Since the project started we have worked on characterizing the oncogenic activity of SS18-SSX, the oncoprotein driving synovial sarcoma. We first identified the most important domains in the oncofusion and characterized the proteins able to interact with the SSX portion. This work revealed how SS18-SSX is able to bind chromatin and therefore regulate specific genes. In addition, we used CRISPR/Cas9 screens to identify signaling pathways important in synovial sarcoma. These results have been validated and will be further explored. Given the role of a class of epigenetic regulators – the polycomb repressive complex 1 (PRC1) - in cancer and development, we also studied the effect of PRC1 mutations in sarcoma. Here, and given the lack of suitable models to study tumors driven by these alterations, we took advantage of genome engineering tools and our recently developed mouse models to address the impact of these mutations in mesenchymal cells. Finally, we established a new mouse model based on muscle electroporation of transposon vectors for stable delivery of different gene fusions and other genetic alterations to study sarcoma development and future use for pre-clinical analyses. This method was successfully established and tested in some of the most commonly found genes fusions in pediatric sarcomas.

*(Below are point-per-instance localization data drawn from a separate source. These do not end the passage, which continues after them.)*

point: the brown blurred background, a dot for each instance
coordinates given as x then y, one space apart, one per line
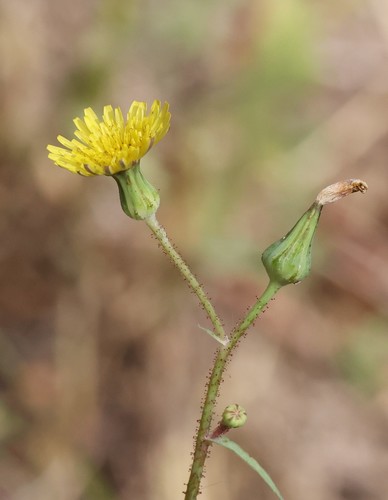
102 365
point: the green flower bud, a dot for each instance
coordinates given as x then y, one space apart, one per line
234 416
139 199
289 259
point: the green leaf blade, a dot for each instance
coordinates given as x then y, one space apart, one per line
232 446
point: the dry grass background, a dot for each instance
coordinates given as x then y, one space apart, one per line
102 365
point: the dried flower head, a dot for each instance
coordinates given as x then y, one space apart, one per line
111 145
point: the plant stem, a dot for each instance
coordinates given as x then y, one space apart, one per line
161 235
201 444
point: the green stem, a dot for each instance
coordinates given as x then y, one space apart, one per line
201 444
177 260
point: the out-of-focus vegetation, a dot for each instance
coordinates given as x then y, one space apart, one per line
102 365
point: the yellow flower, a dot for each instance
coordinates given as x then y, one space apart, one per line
111 145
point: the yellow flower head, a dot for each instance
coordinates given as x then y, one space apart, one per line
111 145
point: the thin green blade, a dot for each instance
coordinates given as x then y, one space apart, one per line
214 336
231 445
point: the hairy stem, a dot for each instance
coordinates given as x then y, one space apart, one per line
161 235
201 444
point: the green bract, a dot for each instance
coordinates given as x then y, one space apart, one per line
289 259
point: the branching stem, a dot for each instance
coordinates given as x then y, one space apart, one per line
161 235
202 445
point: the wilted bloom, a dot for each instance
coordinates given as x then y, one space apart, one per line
114 146
288 260
111 145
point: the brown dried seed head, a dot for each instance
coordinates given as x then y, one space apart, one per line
340 189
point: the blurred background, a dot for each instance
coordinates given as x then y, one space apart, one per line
102 364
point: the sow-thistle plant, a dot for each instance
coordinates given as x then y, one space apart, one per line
113 146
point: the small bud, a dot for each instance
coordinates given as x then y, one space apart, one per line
234 416
139 199
289 259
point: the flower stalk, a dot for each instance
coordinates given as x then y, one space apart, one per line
113 146
161 235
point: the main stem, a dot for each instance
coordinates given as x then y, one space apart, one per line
201 444
192 281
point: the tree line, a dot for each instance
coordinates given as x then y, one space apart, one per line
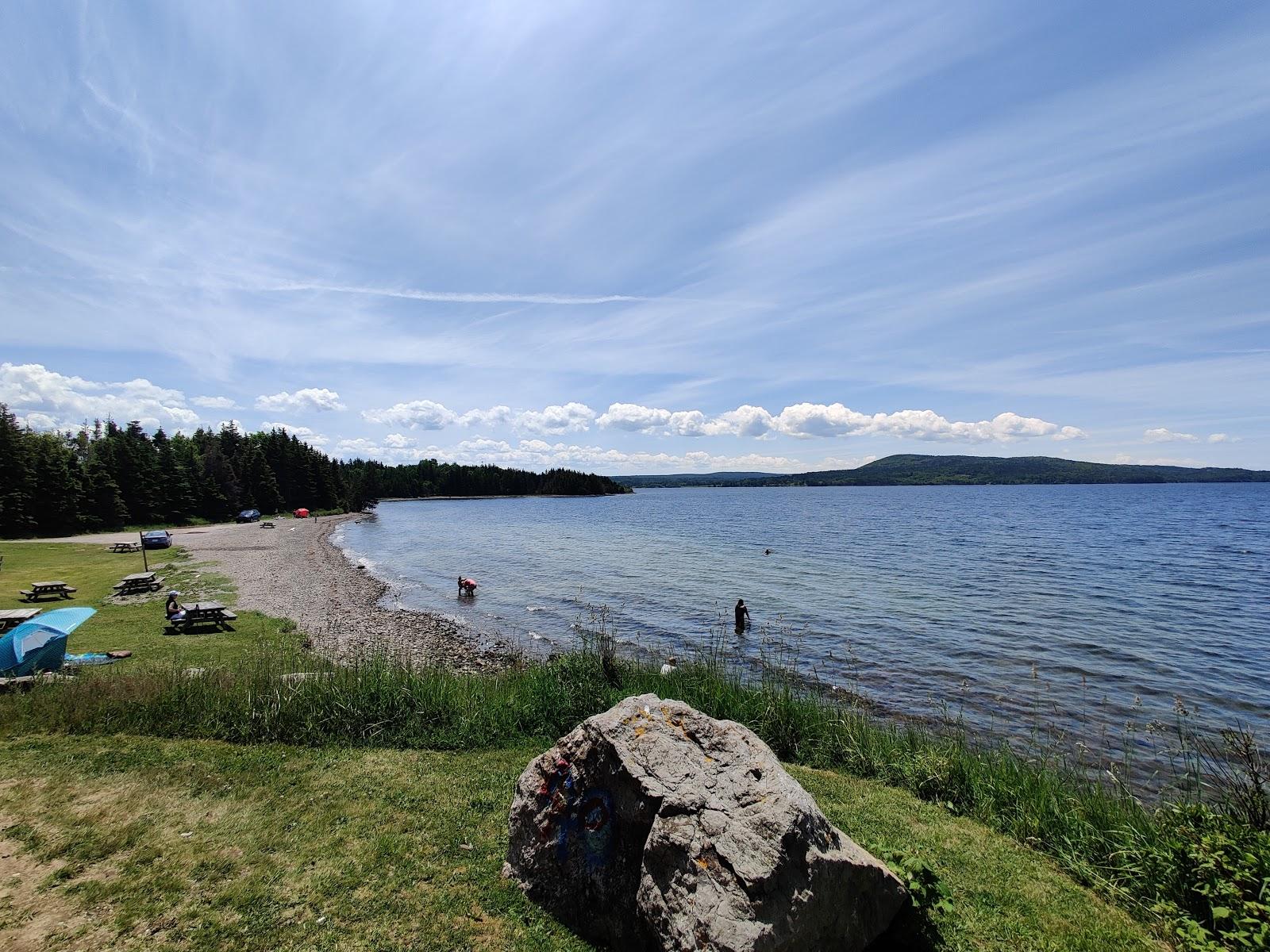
106 476
432 479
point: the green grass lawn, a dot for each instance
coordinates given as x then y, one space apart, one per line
205 846
131 625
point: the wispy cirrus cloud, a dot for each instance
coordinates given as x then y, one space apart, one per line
456 298
838 206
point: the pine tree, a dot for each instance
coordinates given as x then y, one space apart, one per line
105 503
17 479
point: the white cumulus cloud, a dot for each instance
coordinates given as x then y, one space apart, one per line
1161 435
416 414
567 418
304 433
315 399
215 403
812 420
52 400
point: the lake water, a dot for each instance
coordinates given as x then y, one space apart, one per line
1087 606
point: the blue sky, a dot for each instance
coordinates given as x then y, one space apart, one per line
645 238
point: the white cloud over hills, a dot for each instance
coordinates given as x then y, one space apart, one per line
48 400
802 420
1162 435
315 399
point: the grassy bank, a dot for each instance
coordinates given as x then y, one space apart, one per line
1191 873
207 846
135 624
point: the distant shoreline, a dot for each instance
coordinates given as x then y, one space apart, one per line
521 495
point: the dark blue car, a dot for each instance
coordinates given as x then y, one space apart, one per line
159 539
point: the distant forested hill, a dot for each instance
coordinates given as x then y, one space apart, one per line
106 476
694 479
432 479
912 470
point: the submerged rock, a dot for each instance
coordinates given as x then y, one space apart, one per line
653 825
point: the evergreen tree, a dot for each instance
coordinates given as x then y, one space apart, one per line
17 478
56 507
105 503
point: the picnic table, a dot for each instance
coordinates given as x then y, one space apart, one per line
38 589
137 583
205 613
13 617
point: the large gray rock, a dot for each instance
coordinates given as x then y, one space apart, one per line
653 825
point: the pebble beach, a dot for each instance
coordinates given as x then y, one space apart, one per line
296 571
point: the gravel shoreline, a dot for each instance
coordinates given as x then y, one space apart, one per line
296 571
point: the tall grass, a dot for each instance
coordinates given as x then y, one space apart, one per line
1098 831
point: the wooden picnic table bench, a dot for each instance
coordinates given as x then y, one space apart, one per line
38 589
203 613
137 582
13 617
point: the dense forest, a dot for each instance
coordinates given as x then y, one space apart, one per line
914 470
432 479
106 476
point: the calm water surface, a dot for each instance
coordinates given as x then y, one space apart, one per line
1121 598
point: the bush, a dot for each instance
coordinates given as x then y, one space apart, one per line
1212 879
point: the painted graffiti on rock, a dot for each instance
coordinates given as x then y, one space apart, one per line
581 822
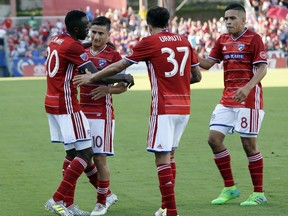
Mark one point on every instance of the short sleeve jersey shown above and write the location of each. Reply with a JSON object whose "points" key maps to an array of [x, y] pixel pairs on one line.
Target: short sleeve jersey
{"points": [[98, 109], [64, 56], [169, 58], [239, 56]]}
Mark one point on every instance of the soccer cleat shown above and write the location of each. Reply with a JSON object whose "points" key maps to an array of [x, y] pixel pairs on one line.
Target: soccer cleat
{"points": [[256, 198], [227, 194], [160, 212], [76, 211], [99, 209], [57, 208], [110, 200]]}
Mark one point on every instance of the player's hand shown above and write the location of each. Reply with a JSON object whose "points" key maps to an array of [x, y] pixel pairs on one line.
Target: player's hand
{"points": [[82, 79], [241, 94], [129, 79], [99, 92]]}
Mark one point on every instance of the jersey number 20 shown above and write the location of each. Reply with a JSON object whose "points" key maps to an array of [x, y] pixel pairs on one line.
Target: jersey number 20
{"points": [[48, 62]]}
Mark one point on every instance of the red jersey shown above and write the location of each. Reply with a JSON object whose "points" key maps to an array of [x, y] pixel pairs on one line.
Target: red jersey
{"points": [[64, 56], [169, 58], [98, 109], [239, 56]]}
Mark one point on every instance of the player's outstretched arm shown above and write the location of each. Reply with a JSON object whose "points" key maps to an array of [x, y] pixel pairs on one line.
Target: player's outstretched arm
{"points": [[127, 78], [102, 91], [106, 72], [242, 93]]}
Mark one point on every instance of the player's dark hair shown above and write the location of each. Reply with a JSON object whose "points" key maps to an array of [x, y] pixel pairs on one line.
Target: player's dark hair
{"points": [[73, 19], [102, 21], [235, 6], [158, 17]]}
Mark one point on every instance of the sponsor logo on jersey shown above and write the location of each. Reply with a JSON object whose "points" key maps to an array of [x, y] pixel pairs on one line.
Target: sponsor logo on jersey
{"points": [[263, 55], [84, 56], [102, 62], [241, 47], [234, 56]]}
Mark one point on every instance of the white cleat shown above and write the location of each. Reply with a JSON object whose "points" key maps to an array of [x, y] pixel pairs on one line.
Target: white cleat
{"points": [[57, 208], [160, 212], [99, 209], [110, 200], [76, 211]]}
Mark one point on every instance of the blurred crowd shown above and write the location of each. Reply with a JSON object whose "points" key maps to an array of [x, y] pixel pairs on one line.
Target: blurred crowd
{"points": [[128, 27]]}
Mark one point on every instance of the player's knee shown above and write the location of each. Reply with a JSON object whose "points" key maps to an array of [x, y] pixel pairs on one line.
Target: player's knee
{"points": [[85, 154], [72, 153], [99, 159]]}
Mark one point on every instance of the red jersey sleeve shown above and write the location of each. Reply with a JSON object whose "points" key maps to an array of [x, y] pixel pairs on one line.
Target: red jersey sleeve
{"points": [[259, 50], [76, 53]]}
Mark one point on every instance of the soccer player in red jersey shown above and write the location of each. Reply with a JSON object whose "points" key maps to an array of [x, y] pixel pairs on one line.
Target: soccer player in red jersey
{"points": [[241, 106], [68, 124], [172, 67], [99, 110]]}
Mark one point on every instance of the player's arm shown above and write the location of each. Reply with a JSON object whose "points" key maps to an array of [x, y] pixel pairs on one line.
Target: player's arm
{"points": [[242, 93], [86, 44], [206, 63], [127, 78], [110, 70], [196, 75], [102, 91]]}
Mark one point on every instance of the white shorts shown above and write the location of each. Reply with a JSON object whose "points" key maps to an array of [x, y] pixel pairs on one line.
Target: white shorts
{"points": [[71, 129], [245, 121], [165, 132], [102, 132]]}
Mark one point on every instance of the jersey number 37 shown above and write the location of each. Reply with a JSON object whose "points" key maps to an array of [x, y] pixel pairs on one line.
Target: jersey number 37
{"points": [[172, 60]]}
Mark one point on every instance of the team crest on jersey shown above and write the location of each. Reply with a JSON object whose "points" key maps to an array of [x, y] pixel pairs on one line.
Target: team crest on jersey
{"points": [[84, 56], [102, 62], [241, 47], [263, 55]]}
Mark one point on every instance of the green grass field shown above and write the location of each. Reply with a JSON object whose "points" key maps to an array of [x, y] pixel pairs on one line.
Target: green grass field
{"points": [[30, 165]]}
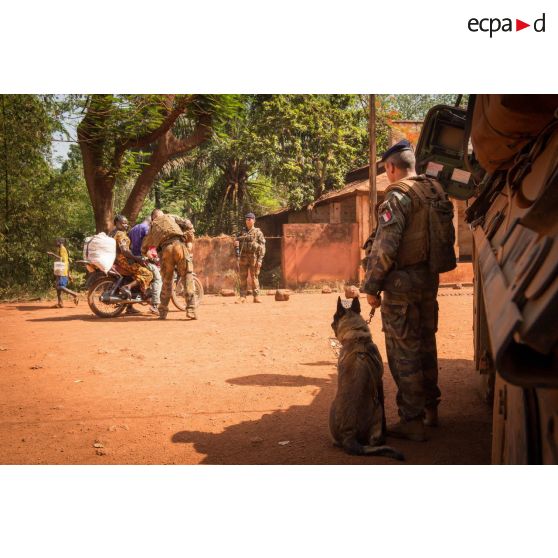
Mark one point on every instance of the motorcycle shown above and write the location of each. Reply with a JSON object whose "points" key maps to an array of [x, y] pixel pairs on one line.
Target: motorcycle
{"points": [[106, 298]]}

Our studies have already identified new mechanisms of function of sarcoma gene fusions which provide progress beyond the state of the art. In particular we have identified interactors of SS18-SSX that mediate its localization as well as new signaling pathways that promote synovial sarcoma. We further expanded our knowledge on the role of epigenetic de-regulation by polycomb repressive complexes in synovial sarcoma and in other sarcoma types. Importantly, we were able to establish an efficient and flexible mouse model platform to study the role of gene fusions and other sarcoma-related genetic alterations. These models will allow to study sarcoma biology but also perform pre-clinical studies in an immunocompetent background. Therefore they will fill a gap in sarcoma research that is the lack of models systems that reflect the diverse and heterogeneous nature of sarcoma subtypes. Until the end of the project we will study in depth specific dependencies identified in our screens, further understand the molecular regulation by polycomb complexes in sarcoma and apply the sarcoma mouse models to study new identified dependencies with potential clinical translation.